In the bow, Clay Fat lay with his bulk wedged between the gunwales. The Rattlesnake Clan Speaker made the bow float considerably lower in the muddy shallows than Mud Stalker’s stern.
On the strengthening southern winds, the migratory fowl were riding their way northward toward spring. Sun Town lay at the southern end of the great flyway. This was just the beginning of the great migration. For days the flocks would blacken the sky, Vs of birds winging northward. From it the people harvested any number of ducks, geese, coots, cormorants, herons, and other species.
Mud Stalker’s clan had used this old choked channel for many turnings of the seasons. Last night he and his kin had strung nets along three sides of the narrow cove. The netting was stretched from tree to tree, and propped on posts to overhang the brackish water.

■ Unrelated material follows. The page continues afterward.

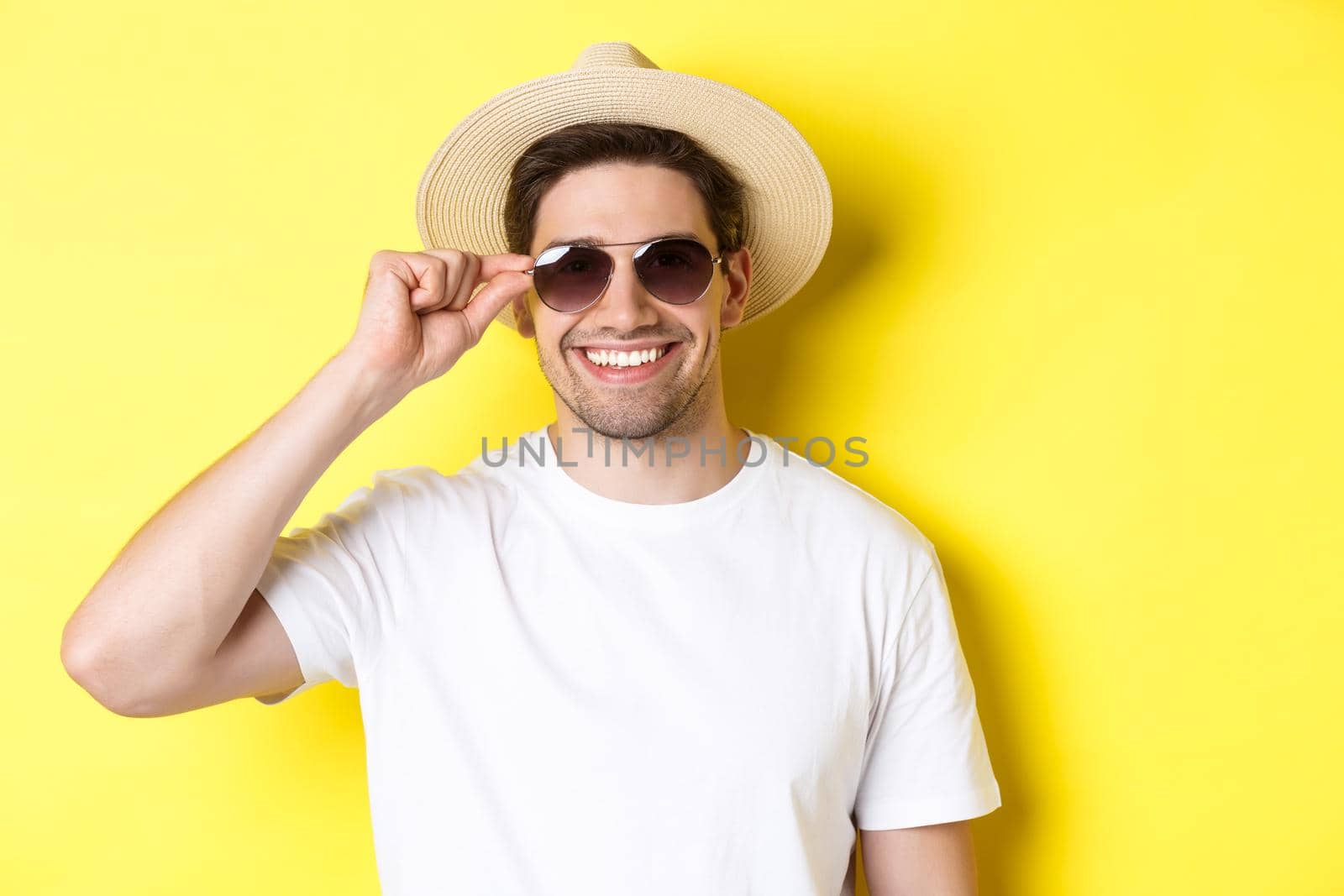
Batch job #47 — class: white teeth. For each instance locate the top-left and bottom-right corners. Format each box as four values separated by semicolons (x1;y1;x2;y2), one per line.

The open end that emptied onto a sluggish channel had two screened blinds at the entrance: One that he and Clay Fat rested behind, and the other, opposite them, where Red Finger and Thumper waited, their canoe obscured with a similar willow, grass, and cane blind.
In the middle of the trap, duck decoys made of feathers, wood, and bundled reeds floated in a fair imitation of a flock.
Mud Stalker’s party had been here, waiting for more than a hand of time. Two flocks had gone winging past, neither falling for the bait.